We are delighted to announce that Justin Jouvenal, a tenacious and resourceful reporter with a history of scoops and accountability stories, is joining the National staff as a Supreme Court reporter.

Justin will team up with Ann Marimow on one of the most consequential beats in Washington. Together they will scrutinize the justices and reveal and explain the influences on their work at this crucial juncture in the court’s history, while also setting the agenda in covering the news of the court itself and the decisions that shape policy across the country. Justin has a record of compelling enterprise, creative sourcing and fast, nuanced and authoritative writing, all of which served him well in his most recent role anchoring major breaking news and producing deeply reported stories for Metro. He broke the story of a high-ranking Virginia official working on elections who praised Jan. 6 rioters and claimed the 2020 election was stolen from Donald Trump, leading to her removal. He has also had several scoops reporting on the shooting of a teacher by a six-year-old in Newport News; he and education reporter Hannah Natanson uncovered missed warnings and lapses that led to the shooting.

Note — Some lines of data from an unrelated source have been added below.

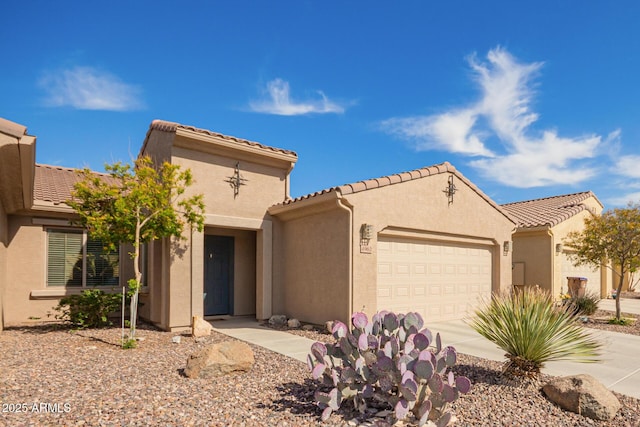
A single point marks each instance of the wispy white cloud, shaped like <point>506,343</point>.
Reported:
<point>87,88</point>
<point>523,157</point>
<point>623,200</point>
<point>277,100</point>
<point>628,166</point>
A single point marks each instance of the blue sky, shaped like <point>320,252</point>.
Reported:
<point>526,101</point>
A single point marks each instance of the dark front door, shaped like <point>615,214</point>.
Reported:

The past few weeks alone demonstrate Justin’s versatility and impact: He anchored The Post’s breaking-news coverage of the Baltimore bridge collapse, secured a scoop on charges against a school administrator in the Newport News shooting and wrote that a judge overturned the murder convictions of three men after Justin had reported on fresh DNA tests that cast doubt on their guilt.

After covering politics for Salon and for newspapers in California, Justin came to The Post in 2009 as a web producer for Metro. He later served as a breaking news reporter and spent more than a decade covering policing and courts locally and nationally. He was part of the Post team that won the Pulitzer Prize for public service in 2022 for its coverage of the Jan. 6, 2021, attack on the Capitol. He is known as a warm, unflappable and collegial team player, qualities that will serve him well in his new high-pressure beat.

Justin descends from a line of sculptors who carved some of Washington’s most recognizable works, including the capstone of the Washington Monument, the bust of Aaron Burr in the Capitol and the statue of Benjamin Franklin outside the Old Post Office Tower. The artistic talent skipped him, so Justin became a writer, which worked out well for us.